For the full step-by-step walkthrough, login/session handling, and troubleshooting, see the Usage Guide.
Project Structure
linkedin/
├── src/
│ ├── osint_funnel.py # Unified funnel: discover -> scrape -> classify -> deep dive
│ ├── osint_pipeline.py # Single-company pipeline (login + scrape + classify)
│ ├── osint_auth.py # Shared login & session module (with stealth integration)
│ ├── osint_stealth.py # Anti-detection: UA rotation, viewport, timing, proxy
│ ├── osint_discover.py # Macro: find companies by region
│ ├── osint_scrape_company.py # Medium: scrape single company employees
│ ├── osint_scrape_batch.py # Medium: batch scrape multiple companies
│ ├── osint_scrape_profiles.py # In-depth: deep dive individual profiles
│ ├── osint_classify_rules.py # Classify: keyword-based title classifier
│ ├── osint_classify_ai.py # Classify: optional Groq AI enhancement
│ ├── osint_build_orgchart.py # Output: build org chart JSON from CSV
│ ├── osint_generate_html.py # Output: legacy HTML chart generator
│ ├── osint_stats.py # Analysis: classification statistics
│ ├── osint_scan.py # Analysis: classification scanner
│ ├── org_chart_viewer.html # Standalone interactive org chart viewer (D3.js)
│ ├── classification_rules.json # Classification rules (~30K profiles)

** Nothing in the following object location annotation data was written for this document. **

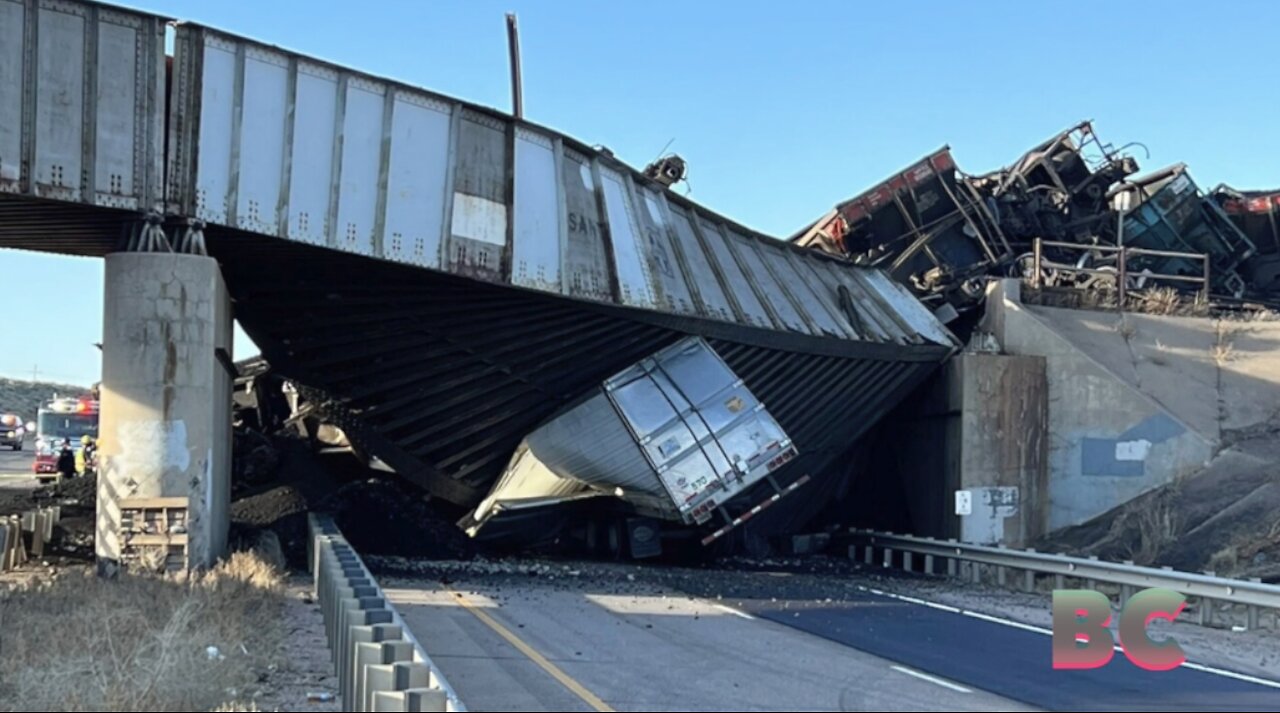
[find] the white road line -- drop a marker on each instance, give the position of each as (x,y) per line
(735,612)
(981,616)
(933,680)
(1006,622)
(1233,675)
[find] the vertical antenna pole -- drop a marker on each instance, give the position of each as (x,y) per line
(517,99)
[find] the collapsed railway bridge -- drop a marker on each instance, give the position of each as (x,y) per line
(455,280)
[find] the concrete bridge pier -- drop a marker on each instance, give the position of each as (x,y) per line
(165,435)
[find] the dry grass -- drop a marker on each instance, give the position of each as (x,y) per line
(1225,562)
(142,643)
(1148,526)
(1224,347)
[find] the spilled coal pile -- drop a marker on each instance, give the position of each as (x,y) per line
(376,513)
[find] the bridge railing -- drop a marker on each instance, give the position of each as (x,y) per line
(929,556)
(379,663)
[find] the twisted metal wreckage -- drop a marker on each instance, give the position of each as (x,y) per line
(662,447)
(1069,213)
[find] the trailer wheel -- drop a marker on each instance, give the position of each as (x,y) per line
(616,539)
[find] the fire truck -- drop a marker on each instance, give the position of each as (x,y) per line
(60,420)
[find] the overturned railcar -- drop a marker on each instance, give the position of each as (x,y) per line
(1257,215)
(1168,211)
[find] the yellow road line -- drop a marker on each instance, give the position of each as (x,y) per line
(579,689)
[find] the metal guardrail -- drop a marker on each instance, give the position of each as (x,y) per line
(1206,588)
(379,663)
(1121,273)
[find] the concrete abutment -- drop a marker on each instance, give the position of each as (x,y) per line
(165,434)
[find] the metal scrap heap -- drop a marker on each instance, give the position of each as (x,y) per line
(1066,214)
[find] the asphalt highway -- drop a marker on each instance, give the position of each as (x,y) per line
(519,643)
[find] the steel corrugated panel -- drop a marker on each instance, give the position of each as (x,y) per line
(521,204)
(453,373)
(82,104)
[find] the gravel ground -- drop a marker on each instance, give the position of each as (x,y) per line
(309,668)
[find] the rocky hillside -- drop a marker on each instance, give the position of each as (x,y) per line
(23,397)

│ └── prompts/ # AI system prompts and skill definitions
│ ├── system_prompt.md
│ ├── skill_classify.md
│ ├── skill_score.md
│ └── tool_definitions.md
├── tests/
│ └── __init__.py # Test package (tests are run via Makefile)
├── docs/
│ ├── ARCHITECTURE.md # System design & data flow diagrams
│ ├── USAGE.md # Step-by-step usage guide
│ ├── REFERENCE.md # Role levels, geo codes, industry categories
│ └── OSINT_METHODOLOGY.md # Discovery strategies & enrichment techniques
├── examples/
│ ├── companies_list.txt.example # Example batch input file
│ └── demo_org_chart.json # Demo dataset for the org chart viewer
├── assets/ # Logo and screenshot images
├── .github/
│ ├── workflows/ci.yml # GitHub Actions CI pipeline
│ ├── ISSUE_TEMPLATE/ # Bug report & feature request templates
│ └── PULL_REQUEST_TEMPLATE.md # PR checklist
├── pyproject.toml # Packaging & tool configuration
├── requirements.txt # Python dependencies
├── Makefile # install / lint / test shortcuts
├── .env.example # Environment variable template
├── .editorconfig # Editor formatting rules
├── CONTRIBUTING.md # Contributor guidelines
├── CHANGELOG.md # Version history
├── CODE_OF_CONDUCT.md # Community standards
├── SECURITY.md # Vulnerability disclosure policy
├── LICENSE # MIT License
└── output/ # Runtime results (gitignored)
Documentation
| Document | Description |
|---|---|
| Usage Guide | Step-by-step usage, login/session handling, troubleshooting |
| Architecture | System design, data flow diagrams, module relationships |
| Reference Tables | Role classification levels, geo codes, industry categories |
| OSINT Methodology | Company discovery strategies and enrichment techniques |
Legal Disclaimer
This tool is for educational and security research purposes only. Ensure compliance with LinkedIn's Terms of Service and applicable laws. The authors are not responsible for misuse.
Contributing
Contributions are welcome! Please read the Contributing Guide before opening a pull request. For security vulnerabilities, see SECURITY.md.
License
This project is licensed under the MIT License.